Они скромно, без малейшего шума, вошли в классную комнату и уселись в уголку, на самой задней скамейке — единственном незанятом месте. Все окружающее сразу произвело, по-видимому, значительное впечатление на старика. Он с нескрываемым любопытством стал вглядываться в разнообразные лица рабочего люда, принарядившегося по-праздничному. Некоторые стояли сбоку, возле скамеек, и слушали, подперши левой рукой правый локоть; трое или четверо были с женами и сестрами и сидели рядом с ними. На первой скамейке Василий Андреич заметил Машу и еще двух каких-то горничных, пристально следивших за передвижением Ельниковым картонных букв и, по его вызову, громко повторявших, как и остальные, звуки той, либо другой гласной. Петрович степенно поклонился старику Светлову, когда тот взглянул, между прочим, и на него. У Анемподиста Михайловича была, как видно, очень острая память: он многих уже называл по именам.
— Ну-ка, Григорий Терентьич, скажи-ка ты мне, как вон та буква называется? — говорил, например, доктор широкоплечему кузнецу, сидевшему на самой дальней скамье. — А теперь ты, Марфа Никитишна, повтори, — обращался он к ближайшей слушательнице.

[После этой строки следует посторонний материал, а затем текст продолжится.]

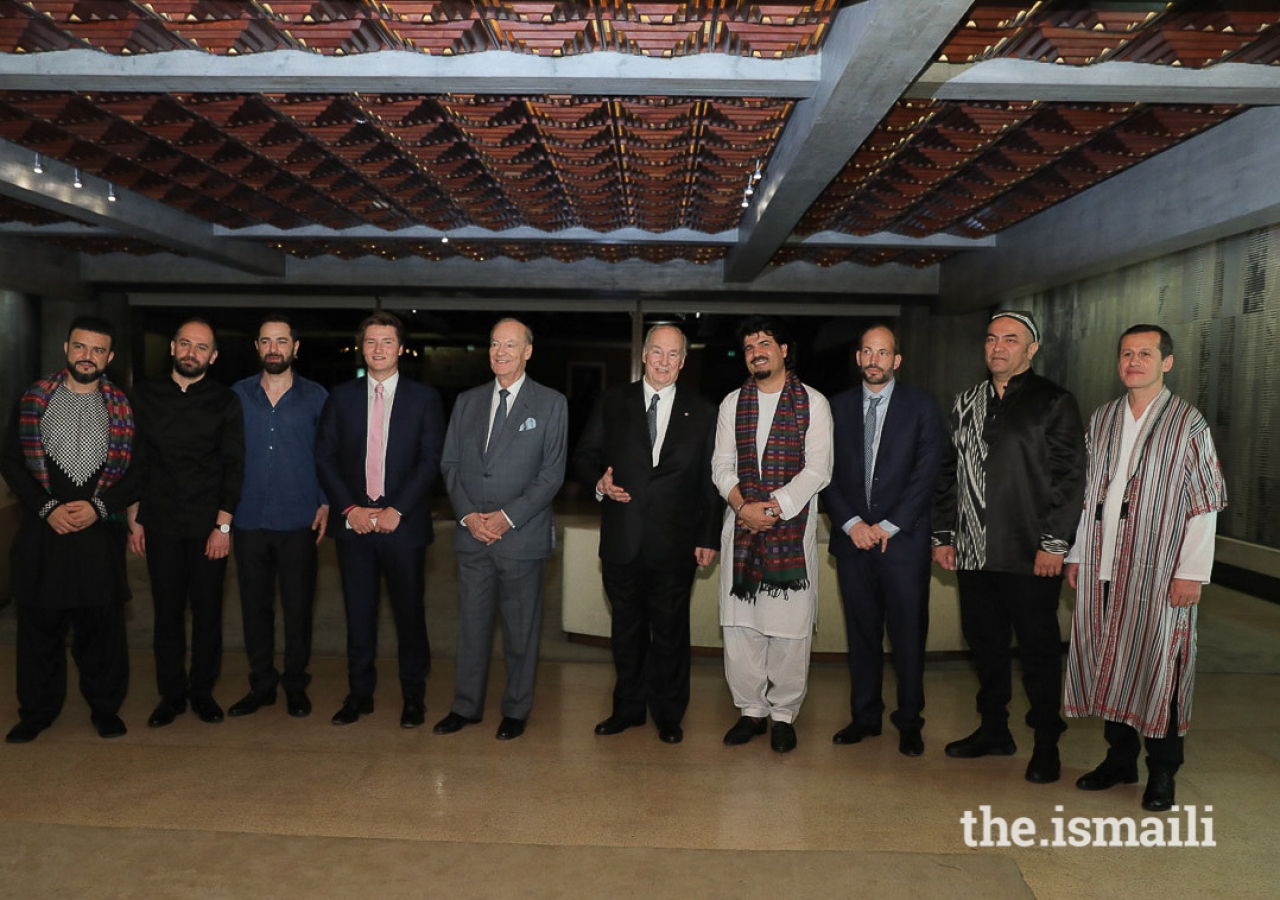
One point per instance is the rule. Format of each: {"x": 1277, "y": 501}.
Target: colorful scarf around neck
{"x": 771, "y": 561}
{"x": 119, "y": 448}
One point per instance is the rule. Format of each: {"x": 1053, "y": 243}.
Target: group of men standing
{"x": 1009, "y": 493}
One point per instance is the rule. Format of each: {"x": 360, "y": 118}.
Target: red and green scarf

Вообще же урок шел очень занимательно, интересовал, очевидно, всех и даже молодого Светлова, давно привыкшего ко всяким приемам обучения, занял под конец не на шутку. Василий Андреич только теперь начал понемногу догадываться, в чем состоит главным образом преимущество этого нового способа преподавания грамоты перед прежним — «на медные деньги». Старику в особенности понравилось то, что Ельников, от времени до времени, пересыпал свое серьезное дело разговором и шутками с учащимися. Собственно урок кончился в начале девятого. Затем доктор, заключив его словами: «Так-то, братцы! и вся мудрость невелика, была бы только охота», — обратился к присутствующим с следующей речью:
— Надо вам сказать, братцы, что грамота — дело не пустое, а дело — важное. Кто грамоте выучится, тот всему уж потом может выучиться; я вот теперь лекарь, а без грамоты я бы лекарем не был. Грамотный человек сам себе голова: что захочет, то и может узнать из книжек, не прибегая за умом к соседу; грамотный человек и чужой-то голове еще пособит, коли понадобится. В книжках чего только нет: и про вашего и про нашего брата пишут, про всякое мастерство, даже про зверей, — про все пишут. Один ум, говорят, хорошо, а два лучше; ну, а что ни книжка, то и ум. Книжек же разных столько на свете, что коли и десять жизней проживешь, всех не перечитаешь, — больше, чем видимых звезд на небе. Вот даже и и про звезды можно из книжек узнать, а уж чего мудренее! Как прочитаешь этак, примерно, книжек сто, вот уж у тебя как будто и сто умов в голове. Особенно мастеровому человеку, как любой из вас, без грамоты совсем плохо приходится: всякий грамотей обсчитать его может. Мастеровой на хозяина работает, деньги вперед по мелочам забирает, — неграмотному надо, значит, всякую копейку в уме держать, чтоб не опростоволоситься, сколько потом дополучить придется. А грамотному что? Взял деньги — записал; в другой раз взял, — опять записал; в третий — тоже; при расчете-то уж ему и горя мало: только сосчитал все вместе — вот и конец весь; сейчас вернехонько и узнал, кто у кого в долгу. Бумага-то ведь, братцы, не голова: уж на бумаге что написано — не убежит, а из головы-то иной раз, пожалуй, и вылетит лишняя гривна: где все упомнишь! Хозяин хотя и пишет у себя в книге, да ему тоже доверять нельзя: он все больше на свою сторону гнет…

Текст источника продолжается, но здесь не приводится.